Marco Aurélio Weissheimer
Porto Alegre - Não há democracia sem democracia na comunicação. A frase proferida pelo presidente da Fundação Piratini, Pedro Osório, na abertura do Seminário “Como financiar a comunicação pública?”, sexta-feira à noite, sintetizou um dos principais obstáculos a serem superados no debate sobre a natureza da informação e da comunicação. O que significa, afinal, a expressão “democracia na comunicação”? Entre outras coisas, significa um sistema de comunicação que funcione segundo os valores da liberdade de expressão, de garantia da diversidade de posições, de defesa da verdade e do interesse público, e que rejeite a concentração da propriedade dos meios de comunicação, o que, na prática, inviabiliza a efetivação dos valores mencionados acima.
Esse debate não é novo na história do Brasil e o fato de que ele ainda não foi realizado de maneira satisfatória é testemunha das enormes dificuldades e obstáculos no seu caminho. A radiodifusão pública teve e tem um papel decisivo na luta pela democracia no Brasil, lembrou Pedro Osório. Mas a democratização da comunicação, ressaltou, esbarra em limites políticos, limites difíceis de superar. Esses limites políticos estão diretamente ligados ao tema central do seminário promovido pela Secretaria de Comunicação e Inclusão Digital do governo gaúcho. “A questão do financiamento é decisiva. Sem resolvê-la, não avançaremos”, enfatizou Pedro Osório. O problema do financiamento da comunicação pública, portanto, parece diretamente condicionado à possibilidade de superar os limites políticos que hoje atravancam o debate sobre a regulamentação da comunicação e da mídia em nível nacional.

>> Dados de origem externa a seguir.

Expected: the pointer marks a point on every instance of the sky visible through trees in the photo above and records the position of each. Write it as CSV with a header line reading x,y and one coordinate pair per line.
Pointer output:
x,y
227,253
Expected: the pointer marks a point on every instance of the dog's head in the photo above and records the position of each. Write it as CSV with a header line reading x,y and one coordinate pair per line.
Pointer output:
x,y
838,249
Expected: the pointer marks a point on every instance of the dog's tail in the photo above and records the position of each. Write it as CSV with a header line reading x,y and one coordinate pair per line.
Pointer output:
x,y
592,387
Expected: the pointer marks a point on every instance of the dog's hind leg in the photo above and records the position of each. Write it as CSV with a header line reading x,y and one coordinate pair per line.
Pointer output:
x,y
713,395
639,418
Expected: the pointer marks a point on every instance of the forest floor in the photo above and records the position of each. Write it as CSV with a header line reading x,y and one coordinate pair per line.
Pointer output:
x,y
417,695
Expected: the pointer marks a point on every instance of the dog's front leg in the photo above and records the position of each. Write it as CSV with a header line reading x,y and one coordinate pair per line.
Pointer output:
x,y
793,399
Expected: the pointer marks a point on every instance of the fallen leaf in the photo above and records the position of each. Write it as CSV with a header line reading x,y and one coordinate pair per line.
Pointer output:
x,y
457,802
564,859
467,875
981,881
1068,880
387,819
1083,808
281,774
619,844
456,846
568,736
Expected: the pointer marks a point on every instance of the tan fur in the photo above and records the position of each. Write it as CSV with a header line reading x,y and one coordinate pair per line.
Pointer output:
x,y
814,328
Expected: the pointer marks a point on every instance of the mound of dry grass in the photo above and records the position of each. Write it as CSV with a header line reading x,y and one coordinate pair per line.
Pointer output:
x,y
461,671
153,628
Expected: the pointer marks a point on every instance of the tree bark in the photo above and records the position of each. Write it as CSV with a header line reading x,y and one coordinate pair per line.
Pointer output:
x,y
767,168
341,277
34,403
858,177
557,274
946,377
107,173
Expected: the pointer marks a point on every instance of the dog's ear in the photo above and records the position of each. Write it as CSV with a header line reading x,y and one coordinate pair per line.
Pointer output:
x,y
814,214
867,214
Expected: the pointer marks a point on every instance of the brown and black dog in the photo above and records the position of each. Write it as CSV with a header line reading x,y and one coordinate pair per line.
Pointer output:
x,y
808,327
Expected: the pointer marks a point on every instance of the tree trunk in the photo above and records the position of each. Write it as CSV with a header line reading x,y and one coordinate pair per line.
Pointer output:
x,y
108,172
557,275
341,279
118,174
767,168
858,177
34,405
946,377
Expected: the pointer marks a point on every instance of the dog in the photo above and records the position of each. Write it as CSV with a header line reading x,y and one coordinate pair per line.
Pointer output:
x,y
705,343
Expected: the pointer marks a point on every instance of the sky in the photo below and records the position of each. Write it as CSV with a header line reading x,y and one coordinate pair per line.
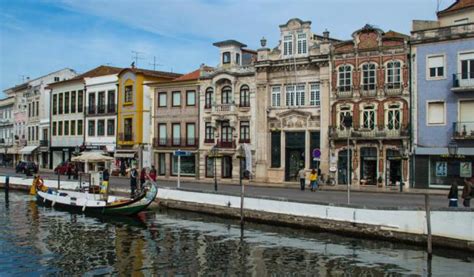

Os valores e compromissos dessa luta estão claramente delineados. “Nosso compromisso é com uma comunicação democrática e cidadã, uma comunicação entendida como um bem comum”, resumiu Vera Spolidoro, secretária de Comunicação e Inclusão Digital do governo gaúcho e anfitriã do evento que iniciou na noite de sexta-feira (5), no Hotel Continental, em Porto Alegre. “No Rio Grande do Sul”, assinalou a secretária, “se consome muita comunicação, mas se discute comunicação muito pouco”. “Nós queremos fazer esse debate, sob o comando da sociedade e não do governo que é sempre transitório”. Esse é o lema, aliás, que orienta a proposta de criação do Conselho Estadual de Comunicação no Rio Grande do Sul, que está em fase final de implementação.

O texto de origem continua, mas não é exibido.